Don't sit and watch it work like a chatbot. Instead, queue tasks with clear acceptance criteria in a CLAUDE.md file at your repo root, specifying coding style, test commands, commit message format, and no-go zones. Let it run while you're away, then review its commits in batches — typically morning and late afternoon — reading messages and diffs like a pull request from a junior developer.

Why does reviewing commits matter when using Claude Code?

Claude Code is autonomous, which makes review non-negotiable. Without review, autonomy becomes damage at scale — you risk burning your production database within a month. If you can't read code, run tests, or evaluate diffs, you shouldn't use Claude Code. The tool replaces writing code with reviewing it; thirty minutes a day reading commits is the entire job and the safety mechanism.

When should I use Claude Code instead of hiring a junior developer?

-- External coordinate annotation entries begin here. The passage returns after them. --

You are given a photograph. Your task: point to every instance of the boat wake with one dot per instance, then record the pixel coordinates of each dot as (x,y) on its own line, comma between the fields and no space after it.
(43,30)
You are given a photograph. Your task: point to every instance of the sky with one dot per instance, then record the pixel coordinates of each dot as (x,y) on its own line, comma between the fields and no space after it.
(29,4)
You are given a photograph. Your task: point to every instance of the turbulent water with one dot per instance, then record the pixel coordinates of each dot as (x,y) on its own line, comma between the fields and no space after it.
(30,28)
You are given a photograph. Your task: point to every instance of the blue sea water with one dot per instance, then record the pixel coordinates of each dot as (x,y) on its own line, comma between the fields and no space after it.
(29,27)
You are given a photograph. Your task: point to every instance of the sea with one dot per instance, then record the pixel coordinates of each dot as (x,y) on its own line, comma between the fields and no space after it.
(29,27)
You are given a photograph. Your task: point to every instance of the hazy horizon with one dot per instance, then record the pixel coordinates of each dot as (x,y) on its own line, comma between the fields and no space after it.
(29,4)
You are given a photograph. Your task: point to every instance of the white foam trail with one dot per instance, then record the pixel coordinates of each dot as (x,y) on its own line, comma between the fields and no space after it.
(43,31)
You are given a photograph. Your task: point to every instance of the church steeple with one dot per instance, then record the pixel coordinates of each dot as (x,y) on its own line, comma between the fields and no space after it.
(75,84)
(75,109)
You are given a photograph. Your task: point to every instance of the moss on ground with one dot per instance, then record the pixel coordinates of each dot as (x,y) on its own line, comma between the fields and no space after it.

Use Claude Code if you're a solopreneur or small team who can review code but can't justify a salary. Over 90 days across two apps, it authored 412 commits with a 6% revert rate — lower than the speaker's own 11% solo revert rate. Throughput exceeds what a junior delivers in six months. However, hire a junior if you can't personally review code and run tests.

How does Claude Code attribute its work in git?

Claude Code automatically writes a Co-authored-by Claude trailer line into every commit it makes. This isn't added manually — the agent writes it into the commit itself. The author field shows Claude on agent-generated commits, making each change auditable and reviewable. Commit messages also read like senior-developer work because the agent reads surrounding code for context before writing them.